Agents don't degrade silently. The same eval infrastructure that got BuRDy to 8.2 keeps running after launch. Leadership sees scores, trends, and fixes each month.

9 - Why This Matters

The difference between AI that's deployed and AI that's governed

We are building a quality system for AI.

Here is what that looks like in practice:

Rubrics defined by people: the business decides what "good" means
Scenarios that stress-test: adversarial inputs, missing sponsors, vague quantification
Evidence-based improvement: every change traces to a scored finding
Continuous monitoring: eval infrastructure keeps running after launch
Full audit trail: version history, reports, changelogs, score progression

10 - The Model Going Forward

BuRDy is agent #1. This is how we build every AI deployment.

Platform-agnostic. The early stages determine the right platform before anything is built.

        graph TD
          REQ["New agent request\nfrom any team"] --> INTAKE["Intake + Discovery\nRequirements, stakeholders, constraints"]
          INTAKE --> PLATFORM{"Can this work\nin Glean?"}
          PLATFORM -->|"Yes"| GLEAN_PATH["Glean Path\nFully developed"]
          PLATFORM -->|"No"| OTHER_PATH["Other Platform\nTo be determined"]
          GLEAN_PATH --> AF["Agent Factory\nbuilds instructions"]
          AF --> EVAL["Eval-Repair Loop\nuntil quality bar met"]
          EVAL --> DEPLOY_G["Deploy to Glean\nwith monitoring"]
          DEPLOY_G --> IMPROVE["Continuous improvement"]
          OTHER_PATH --> AF2["Agent Factory\nbuilds instructions + app"]
          AF2 --> BUILD2["Build + deploy on\nappropriate platform"]
          BUILD2 --> EVAL2["Same eval-repair loop\nSame rigor, same scoring"]
          EVAL2 --> DEPLOY2["Deploy with monitoring"]
          DEPLOY2 --> IMPROVE2["Continuous improvement"]

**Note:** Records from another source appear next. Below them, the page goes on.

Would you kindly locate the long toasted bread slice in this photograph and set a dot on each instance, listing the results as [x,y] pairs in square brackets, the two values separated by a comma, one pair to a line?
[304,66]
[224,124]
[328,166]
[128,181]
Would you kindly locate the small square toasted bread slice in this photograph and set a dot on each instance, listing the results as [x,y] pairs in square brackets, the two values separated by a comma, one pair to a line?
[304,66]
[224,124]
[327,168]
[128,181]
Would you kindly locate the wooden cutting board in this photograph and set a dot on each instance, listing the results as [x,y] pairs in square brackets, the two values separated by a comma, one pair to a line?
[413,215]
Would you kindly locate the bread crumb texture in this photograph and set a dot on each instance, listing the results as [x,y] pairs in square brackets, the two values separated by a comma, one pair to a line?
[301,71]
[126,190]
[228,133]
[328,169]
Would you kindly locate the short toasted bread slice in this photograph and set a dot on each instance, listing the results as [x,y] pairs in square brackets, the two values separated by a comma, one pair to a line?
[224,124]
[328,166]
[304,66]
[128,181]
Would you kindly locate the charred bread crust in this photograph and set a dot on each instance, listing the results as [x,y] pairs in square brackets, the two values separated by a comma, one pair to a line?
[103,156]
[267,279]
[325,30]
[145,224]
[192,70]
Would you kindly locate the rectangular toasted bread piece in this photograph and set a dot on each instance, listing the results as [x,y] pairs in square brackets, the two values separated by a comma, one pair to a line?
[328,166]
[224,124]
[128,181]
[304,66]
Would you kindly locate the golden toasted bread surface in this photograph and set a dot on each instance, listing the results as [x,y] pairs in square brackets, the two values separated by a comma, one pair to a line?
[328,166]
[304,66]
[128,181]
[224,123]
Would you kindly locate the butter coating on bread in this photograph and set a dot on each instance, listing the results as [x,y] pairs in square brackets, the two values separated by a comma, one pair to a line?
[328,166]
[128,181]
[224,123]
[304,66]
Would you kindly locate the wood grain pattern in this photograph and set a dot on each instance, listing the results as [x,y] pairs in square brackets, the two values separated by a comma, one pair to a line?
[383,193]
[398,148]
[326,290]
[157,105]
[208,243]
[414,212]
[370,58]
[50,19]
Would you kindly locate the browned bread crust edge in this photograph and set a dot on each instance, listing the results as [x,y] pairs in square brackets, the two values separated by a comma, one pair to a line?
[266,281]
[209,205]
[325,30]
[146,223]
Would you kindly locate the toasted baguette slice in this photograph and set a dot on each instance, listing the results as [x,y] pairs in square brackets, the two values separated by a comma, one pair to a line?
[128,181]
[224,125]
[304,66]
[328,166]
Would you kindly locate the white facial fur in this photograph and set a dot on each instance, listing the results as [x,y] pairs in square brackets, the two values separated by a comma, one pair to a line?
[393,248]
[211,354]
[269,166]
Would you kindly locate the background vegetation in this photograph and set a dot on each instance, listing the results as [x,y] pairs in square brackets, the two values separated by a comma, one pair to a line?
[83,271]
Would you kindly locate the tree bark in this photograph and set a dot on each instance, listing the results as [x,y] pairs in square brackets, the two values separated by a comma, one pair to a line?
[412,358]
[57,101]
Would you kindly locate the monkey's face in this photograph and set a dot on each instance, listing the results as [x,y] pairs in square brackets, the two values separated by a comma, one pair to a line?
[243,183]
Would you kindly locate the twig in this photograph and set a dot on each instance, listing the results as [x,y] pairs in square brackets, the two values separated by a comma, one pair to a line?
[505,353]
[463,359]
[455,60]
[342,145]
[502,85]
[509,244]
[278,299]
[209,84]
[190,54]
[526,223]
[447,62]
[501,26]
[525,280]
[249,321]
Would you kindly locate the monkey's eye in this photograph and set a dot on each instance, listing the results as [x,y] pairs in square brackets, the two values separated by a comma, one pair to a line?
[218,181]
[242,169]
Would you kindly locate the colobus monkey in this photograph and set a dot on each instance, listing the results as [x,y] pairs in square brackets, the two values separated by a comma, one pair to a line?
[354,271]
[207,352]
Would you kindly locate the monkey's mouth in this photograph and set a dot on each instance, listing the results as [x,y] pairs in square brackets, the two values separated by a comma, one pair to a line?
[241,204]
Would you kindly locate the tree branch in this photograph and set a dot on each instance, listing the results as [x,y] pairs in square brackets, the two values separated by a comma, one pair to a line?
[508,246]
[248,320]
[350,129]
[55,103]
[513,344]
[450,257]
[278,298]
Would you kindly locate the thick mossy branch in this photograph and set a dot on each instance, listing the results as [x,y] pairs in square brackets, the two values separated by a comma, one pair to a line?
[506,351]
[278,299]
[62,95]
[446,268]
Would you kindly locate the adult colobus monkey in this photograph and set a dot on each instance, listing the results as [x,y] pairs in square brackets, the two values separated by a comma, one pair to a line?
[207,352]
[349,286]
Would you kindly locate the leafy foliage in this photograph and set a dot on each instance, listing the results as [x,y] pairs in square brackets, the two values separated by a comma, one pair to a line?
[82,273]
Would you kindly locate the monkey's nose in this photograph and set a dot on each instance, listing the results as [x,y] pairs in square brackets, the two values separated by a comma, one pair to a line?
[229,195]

          classDef process fill:#b4530922,stroke:#b45309,stroke-width:2px
          classDef glean fill:#15803d22,stroke:#15803d,stroke-width:2px
          classDef other fill:#1d4ed822,stroke:#1d4ed8,stroke-width:2px
          classDef decision fill:#7e22ce22,stroke:#7e22ce,stroke-width:2px

          class REQ,INTAKE process
          class PLATFORM decision
          class GLEAN_PATH,AF,EVAL,DEPLOY_G,IMPROVE glean
          class OTHER_PATH,RUBRIC2,BUILD2,EVAL2,DEPLOY2,IMPROVE2 other

Platform changes. Quality doesn't. The eval-repair loop applies the same rigor whether an agent runs in Glean, a custom app, or a third-party tool.

Agents already in this pipeline:

BuRDy (IS): BRD interview agent. 9 repair cycles complete. Entering team testing.
Deal Desk Agent (Sales/Finance): Quote-to-cash support. In testing.
Legal Separation Agent (Legal/HR): Agreement generation + severance calculation. In discovery.
ITFA Vendor Research Agent (Procurement): Automated vendor security/privacy research for IT intake. In testing.
JD Generator (People/HR): Structured job description generation from intake data. In testing.
Discovery PuRDy (Cross-functional): Product requirements interviews. Ready for testing.